Welcome to the On the Road read-a-long! We’re reading this book through June and July. You can see the reading schedule and guidelines on the Starting Post Page.
Week One: Read to Part 1, Chapter 7
Aaaaaand we’re off! Several of us weren’t quite sure what we would think of this book, so I am very curious to hear how it’s turning out for everyone. I am enjoying it (so far) much more than I thought I would. The writing is easy to read; a little reminiscent of Hemingway, no? Though I do find him easier than Hemingway (perhaps because this is a work of fiction rather than the memoir essay style). I appreciate his getting to the point quickly and starting the journey – it has made it kind of exciting to jump right in. How close to real life is this story? I know it was based off of real road trips he took and experiences with friends – but just wondering if anyone knew how closely it was based?
Kerouac is labeled as the person who named the Beat Generation (though not on purpose). Did anyone else notice how often he used “beat” as an adjective? He used it to describe so many things throughout these first seven chapters that it made me smile knowing that he unwittingly named an entire generation of artists this name; it was just his phrase of the moment and I laugh to think of what I could have possibly named generations if accidentally given the chance. (Or worse, what Rachel Zoe would have named a generation… the “I die” generation, anyone?)

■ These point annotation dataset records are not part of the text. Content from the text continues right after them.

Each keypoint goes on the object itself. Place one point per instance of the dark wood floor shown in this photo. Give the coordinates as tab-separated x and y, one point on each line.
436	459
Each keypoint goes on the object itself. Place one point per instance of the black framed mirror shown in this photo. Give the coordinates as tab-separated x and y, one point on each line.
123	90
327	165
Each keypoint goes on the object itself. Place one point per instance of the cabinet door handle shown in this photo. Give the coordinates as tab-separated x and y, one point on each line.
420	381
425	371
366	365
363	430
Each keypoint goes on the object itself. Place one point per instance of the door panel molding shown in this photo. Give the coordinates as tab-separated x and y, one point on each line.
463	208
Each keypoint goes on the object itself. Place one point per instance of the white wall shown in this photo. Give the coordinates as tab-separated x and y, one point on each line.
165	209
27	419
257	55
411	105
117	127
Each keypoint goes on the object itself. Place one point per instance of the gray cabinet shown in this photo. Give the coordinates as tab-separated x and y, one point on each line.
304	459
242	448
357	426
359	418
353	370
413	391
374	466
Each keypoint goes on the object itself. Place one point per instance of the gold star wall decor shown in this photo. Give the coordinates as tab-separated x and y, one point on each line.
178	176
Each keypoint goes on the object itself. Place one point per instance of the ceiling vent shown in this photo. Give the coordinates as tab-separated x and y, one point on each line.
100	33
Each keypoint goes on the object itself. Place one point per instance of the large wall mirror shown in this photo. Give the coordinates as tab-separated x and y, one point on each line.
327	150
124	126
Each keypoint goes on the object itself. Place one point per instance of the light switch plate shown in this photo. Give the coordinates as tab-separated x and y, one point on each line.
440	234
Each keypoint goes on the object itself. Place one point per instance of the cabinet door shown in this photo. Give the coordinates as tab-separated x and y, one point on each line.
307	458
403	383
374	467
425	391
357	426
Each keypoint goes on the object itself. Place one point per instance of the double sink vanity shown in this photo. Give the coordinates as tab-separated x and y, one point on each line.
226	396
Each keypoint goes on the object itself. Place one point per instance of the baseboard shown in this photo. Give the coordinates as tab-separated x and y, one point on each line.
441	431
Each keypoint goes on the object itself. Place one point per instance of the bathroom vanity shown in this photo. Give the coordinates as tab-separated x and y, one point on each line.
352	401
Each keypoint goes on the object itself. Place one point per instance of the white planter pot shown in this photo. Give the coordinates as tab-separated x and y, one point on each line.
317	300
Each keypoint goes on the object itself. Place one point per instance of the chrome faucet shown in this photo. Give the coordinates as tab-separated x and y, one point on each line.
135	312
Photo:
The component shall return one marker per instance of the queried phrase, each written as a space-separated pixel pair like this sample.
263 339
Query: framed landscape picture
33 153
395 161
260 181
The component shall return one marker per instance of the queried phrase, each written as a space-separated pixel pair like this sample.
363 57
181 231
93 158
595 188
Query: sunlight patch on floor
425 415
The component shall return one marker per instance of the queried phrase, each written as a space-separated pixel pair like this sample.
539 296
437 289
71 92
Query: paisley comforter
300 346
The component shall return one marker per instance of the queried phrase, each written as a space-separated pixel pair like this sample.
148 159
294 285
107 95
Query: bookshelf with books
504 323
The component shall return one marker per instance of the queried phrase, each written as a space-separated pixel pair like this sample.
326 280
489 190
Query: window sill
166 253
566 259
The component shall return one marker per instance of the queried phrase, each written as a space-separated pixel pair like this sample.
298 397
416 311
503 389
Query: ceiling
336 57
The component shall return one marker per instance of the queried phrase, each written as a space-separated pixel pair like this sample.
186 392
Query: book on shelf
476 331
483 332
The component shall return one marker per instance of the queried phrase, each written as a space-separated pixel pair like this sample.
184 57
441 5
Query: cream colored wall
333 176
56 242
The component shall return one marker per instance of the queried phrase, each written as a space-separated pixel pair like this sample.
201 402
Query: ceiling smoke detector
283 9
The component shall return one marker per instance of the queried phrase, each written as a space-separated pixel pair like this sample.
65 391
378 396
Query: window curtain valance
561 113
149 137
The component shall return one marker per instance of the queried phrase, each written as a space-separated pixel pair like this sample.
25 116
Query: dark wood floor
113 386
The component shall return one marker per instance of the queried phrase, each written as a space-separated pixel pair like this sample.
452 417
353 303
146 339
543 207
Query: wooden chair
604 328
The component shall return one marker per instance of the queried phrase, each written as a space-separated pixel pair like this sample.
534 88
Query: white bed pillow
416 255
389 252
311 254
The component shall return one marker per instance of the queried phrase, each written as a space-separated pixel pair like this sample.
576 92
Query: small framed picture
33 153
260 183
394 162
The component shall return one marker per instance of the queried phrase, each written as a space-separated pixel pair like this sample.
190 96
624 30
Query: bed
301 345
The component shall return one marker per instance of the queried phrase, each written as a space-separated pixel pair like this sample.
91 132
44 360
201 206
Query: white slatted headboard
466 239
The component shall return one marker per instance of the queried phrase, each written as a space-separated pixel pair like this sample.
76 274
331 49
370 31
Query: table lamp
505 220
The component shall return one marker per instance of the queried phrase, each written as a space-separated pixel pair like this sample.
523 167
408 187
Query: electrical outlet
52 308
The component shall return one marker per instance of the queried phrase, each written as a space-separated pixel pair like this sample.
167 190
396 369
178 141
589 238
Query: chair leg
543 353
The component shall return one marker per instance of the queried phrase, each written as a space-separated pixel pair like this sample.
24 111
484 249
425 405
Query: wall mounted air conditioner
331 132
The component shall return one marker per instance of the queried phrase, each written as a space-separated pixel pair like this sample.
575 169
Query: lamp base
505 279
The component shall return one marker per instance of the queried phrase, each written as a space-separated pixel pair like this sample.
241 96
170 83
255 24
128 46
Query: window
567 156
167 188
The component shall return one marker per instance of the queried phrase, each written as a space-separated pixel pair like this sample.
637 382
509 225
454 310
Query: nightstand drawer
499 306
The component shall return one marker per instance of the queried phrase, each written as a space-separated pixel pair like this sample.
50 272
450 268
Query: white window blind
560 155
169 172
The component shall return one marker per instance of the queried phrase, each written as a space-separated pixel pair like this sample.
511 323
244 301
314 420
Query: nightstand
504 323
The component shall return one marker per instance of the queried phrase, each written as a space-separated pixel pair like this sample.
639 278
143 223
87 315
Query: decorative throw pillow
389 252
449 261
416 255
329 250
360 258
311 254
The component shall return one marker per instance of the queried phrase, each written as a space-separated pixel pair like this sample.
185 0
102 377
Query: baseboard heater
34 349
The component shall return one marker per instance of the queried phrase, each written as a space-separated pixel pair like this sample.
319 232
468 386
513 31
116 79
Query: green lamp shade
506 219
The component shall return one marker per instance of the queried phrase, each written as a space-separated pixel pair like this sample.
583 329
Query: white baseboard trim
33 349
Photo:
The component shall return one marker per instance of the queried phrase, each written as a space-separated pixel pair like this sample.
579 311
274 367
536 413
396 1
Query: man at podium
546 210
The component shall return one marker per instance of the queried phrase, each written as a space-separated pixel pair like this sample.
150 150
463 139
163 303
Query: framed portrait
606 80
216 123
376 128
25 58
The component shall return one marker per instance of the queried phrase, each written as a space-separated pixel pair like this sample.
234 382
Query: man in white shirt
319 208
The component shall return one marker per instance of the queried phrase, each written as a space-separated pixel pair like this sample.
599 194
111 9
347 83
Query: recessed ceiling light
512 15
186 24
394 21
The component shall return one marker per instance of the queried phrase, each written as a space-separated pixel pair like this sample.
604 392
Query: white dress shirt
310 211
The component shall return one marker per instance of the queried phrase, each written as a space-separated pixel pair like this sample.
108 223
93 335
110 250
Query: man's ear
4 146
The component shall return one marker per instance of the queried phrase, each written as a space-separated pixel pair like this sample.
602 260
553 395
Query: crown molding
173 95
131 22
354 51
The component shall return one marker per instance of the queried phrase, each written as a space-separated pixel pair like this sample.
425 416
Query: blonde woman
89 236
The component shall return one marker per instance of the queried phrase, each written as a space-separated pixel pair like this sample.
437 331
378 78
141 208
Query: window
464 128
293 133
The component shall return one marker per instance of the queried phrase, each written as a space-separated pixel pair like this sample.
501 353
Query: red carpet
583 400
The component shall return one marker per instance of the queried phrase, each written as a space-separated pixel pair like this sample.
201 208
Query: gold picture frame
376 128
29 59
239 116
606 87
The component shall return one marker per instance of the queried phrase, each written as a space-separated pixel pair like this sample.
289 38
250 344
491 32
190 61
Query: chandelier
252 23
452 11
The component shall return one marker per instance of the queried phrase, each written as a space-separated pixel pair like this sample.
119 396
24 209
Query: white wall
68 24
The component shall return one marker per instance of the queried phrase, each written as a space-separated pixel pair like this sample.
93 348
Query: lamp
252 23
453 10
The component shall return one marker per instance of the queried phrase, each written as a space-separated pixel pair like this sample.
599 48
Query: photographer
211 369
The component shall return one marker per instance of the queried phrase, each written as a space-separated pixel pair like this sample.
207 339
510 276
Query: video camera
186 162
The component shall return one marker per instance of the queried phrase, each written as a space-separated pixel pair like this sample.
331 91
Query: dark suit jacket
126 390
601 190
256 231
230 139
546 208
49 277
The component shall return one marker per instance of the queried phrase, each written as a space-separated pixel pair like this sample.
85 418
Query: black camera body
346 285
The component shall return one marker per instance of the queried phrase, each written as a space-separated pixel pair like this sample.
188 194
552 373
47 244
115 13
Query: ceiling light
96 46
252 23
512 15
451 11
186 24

I’m actually sad that I didn’t read this as a teenager – I would have LOVED it. Is it just me, or does this feel like the male counterpart to The Bell Jar? Neither of these books were required reading for me in high school, but I managed to discover The Bell Jar and fall in love. It seems that these, as companions, would be the ultimate in teenage summer reading. What’s better for angsty teenage years that books about adventure, new places, crazy-times, and people who are just enough out of the norm to make you realize that you aren’t the only one?
Having said that, I am fully understanding the character of Sal, and remembering what it was like to be younger – to be attracted to the people who “interest me, because the only people for me are the mad ones, the ones who are mad to live, mad to talk, mad to be saved, desirous of everything at the same time”; and for knowing when someone wasn’t exactly who they were trying to be – but wanting to be around them anyway because at least they were trying. As I’ve gotten older, these people have interested me less – mostly because of what usually happens after the fun wears off, but oh how I remember how exciting these “mad” types of people are and how drawn to them I was like a moth to a flame!
And Dean! “In the West he’d spent a third of his time in the pool hall, a third in jail, and a third in the public library.” Dean would have been KYRPTONITE to me as a teenager or a young twenty-something (oh who am I kidding… as a late twenty-something as well)!
“I ate another apple pie and ice cream; that’s practically all I ate all the way across the country, I knew it was nutritious and it was delicious, of course.” If only.
Maybe my favorite line in the book, so far – “…there was nowhere to go but everywhere.” (chapter 4, pg. 26 – in my version).
So, let’s hear it – what’s the consensus for our first week of On the Road?
Who’s Reading Along:
** Please don’t forget to come to this blog each Friday and share your thoughts in the comments section of the weekly On the Road discussion (see below for more information).**
Jennifer O. (@LitEndeavors)
Jessica M (@crazylilcuban)
Meg @ A Bookish Affair
Melody (Fingers & Prose)
- If you are participating and I don’t have you on this list, please let me know in the comments section. I did not include people who said ‘maybe’ so if you have changed your mind and are definitely reading along with us, let me know so I can add you. Also, if you are not going to be able to join us anymore please let me know and I will take you off the list.
- Comments from the previous week’s reading will be closing Thursday afternoon (before the next discussion takes place on Friday). If you would like to be part of the discussion, please remember to comment before then.
- Each week, on Friday, share your thoughts about the previous week’s reading. If you are stuck on what to comment about, you can respond to my post or others’ comments. Regardless, you MUST check in each week (two weeks without a response and you will be taken off of the list — see below for details on why). You may have only one “off week” (which may not be the last week of reading for obvious reasons) and still be kept on the list, but you must let me know in the comment section by saying something like, “I’m catching up,” or “I’m still reading.” ***for all week’s discussions please refrain from posting ahead, even if you have read ahead, as to not spoil the book for others***
- If you are a blogger you may post a link to your blog if you are posting about each of the each week’s reading. If I, or other readers, have extra time we will gladly try to visit your blog; however, you must make sure to share your thoughts here on this blog, and be part of the main conversation or your comment will not be counted.
- If you go for two weeks without commenting in my weekly update comments section, I will assume you are no longer participating and will take you off of the list (*NEW GUIDELINE*, in order to get back onthe list, you need to a.) Have missed no more than two weeks of discussion, b.) Let me know you would like to be on the list again, and c.) consistently be part of the discussion for the next two weeks after requesting to be put back on the list.). This is in no way to be discouraging, but helps to keep the read-a-long organized (and helps me remember who’s completed what read-a-long…there (ahem) might be something fun for different levels of participants at the end of the year! Thanks!